The World Health Organization’s investigation into the origins of COVID is an international scandal. The global health body has released a joint report with the Chinese government on its findings about the disease, following a WHO mission to China in February, and it only confirms the grave doubts harbored by outside observers regarding the panel’s impartiality.
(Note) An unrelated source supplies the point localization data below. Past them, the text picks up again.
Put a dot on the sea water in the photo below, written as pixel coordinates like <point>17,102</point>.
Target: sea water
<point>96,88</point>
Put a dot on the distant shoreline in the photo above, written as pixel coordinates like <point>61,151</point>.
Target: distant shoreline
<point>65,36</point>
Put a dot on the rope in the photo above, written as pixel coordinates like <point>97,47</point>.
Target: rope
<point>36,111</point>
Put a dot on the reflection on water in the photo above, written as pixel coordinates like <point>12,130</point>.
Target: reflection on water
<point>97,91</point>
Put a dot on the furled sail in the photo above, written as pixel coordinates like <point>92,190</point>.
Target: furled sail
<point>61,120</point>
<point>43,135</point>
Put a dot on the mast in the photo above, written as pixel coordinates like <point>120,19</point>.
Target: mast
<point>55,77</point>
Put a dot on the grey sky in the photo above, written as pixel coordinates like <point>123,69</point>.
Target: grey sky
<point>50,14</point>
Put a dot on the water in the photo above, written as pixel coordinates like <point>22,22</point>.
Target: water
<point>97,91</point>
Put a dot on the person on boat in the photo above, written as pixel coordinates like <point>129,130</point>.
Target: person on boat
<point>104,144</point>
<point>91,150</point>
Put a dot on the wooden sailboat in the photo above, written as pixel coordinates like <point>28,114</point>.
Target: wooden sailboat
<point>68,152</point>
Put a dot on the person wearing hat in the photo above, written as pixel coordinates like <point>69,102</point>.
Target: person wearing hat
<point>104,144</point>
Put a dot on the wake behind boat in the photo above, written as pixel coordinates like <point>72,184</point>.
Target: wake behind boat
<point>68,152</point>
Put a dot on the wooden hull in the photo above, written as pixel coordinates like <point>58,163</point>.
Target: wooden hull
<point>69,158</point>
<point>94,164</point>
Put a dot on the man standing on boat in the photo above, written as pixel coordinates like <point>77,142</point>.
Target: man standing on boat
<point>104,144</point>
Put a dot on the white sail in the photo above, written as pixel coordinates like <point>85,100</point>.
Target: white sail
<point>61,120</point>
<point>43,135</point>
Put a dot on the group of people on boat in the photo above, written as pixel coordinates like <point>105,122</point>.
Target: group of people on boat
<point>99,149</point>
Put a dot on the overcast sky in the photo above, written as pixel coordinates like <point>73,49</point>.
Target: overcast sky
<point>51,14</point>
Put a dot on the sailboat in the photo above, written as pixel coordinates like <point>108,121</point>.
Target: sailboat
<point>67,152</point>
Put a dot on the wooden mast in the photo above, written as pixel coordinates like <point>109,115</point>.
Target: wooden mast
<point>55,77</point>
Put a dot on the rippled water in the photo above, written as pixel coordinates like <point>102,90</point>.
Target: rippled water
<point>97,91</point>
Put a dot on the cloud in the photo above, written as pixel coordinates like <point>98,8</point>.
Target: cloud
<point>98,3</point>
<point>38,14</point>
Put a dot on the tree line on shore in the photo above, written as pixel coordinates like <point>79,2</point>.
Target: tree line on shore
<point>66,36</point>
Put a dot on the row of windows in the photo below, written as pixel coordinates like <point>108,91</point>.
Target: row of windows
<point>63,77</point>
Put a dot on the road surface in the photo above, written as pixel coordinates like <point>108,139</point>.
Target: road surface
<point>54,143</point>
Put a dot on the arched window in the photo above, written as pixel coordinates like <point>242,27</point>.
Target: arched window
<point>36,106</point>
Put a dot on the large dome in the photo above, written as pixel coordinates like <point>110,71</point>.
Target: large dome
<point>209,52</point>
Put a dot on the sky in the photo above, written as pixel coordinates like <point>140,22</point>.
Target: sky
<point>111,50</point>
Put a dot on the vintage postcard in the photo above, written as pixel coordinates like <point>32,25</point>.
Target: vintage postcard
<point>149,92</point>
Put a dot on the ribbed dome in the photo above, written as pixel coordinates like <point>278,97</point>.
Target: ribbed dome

The 17 WHO-appointed investigators and 17 Chinese experts who authored the study dismiss out of hand as “extremely unlikely” the lab theory of COVID’s origin — the idea, specifically, that it leaked from the Wuhan Institute of Virology, which is the highest-level-security lab in China (biosafety level four) and one known to have experimented with coronaviruses carried by bats. They instead assert that the virus most likely reached humans either directly from bats or from bats via other small mammals.
The truth is that each of these theories is just that — a theory, unsupported yet by direct, material evidence. But the lab theory can’t be blithely dismissed, even though, incredibly enough, the WHO study treats more seriously a debunked theory pushed by the Chinese government stating that the disease originated in China when it arrived on foreign frozen-food packaging.
A recent segment on 60 Minutes explained why the lab theory remains a plausible explanation. Jamie Metzl, a senior fellow at the Atlantic Council who advises WHO on genetic engineering, noted that the facility had experimented with nine viruses taken from bat caves, including one with genetic similarities to SARS-CoV-2. More crucially, the theory favored by WHO fails to explain a missing link. If it were true, Metzl said, the virus would have showed up prior to reaching Wuhan: “You would have had an outbreak, perhaps in Southern China where they have those animal farms. You may have seen some kind of evidence of an outbreak along the way.”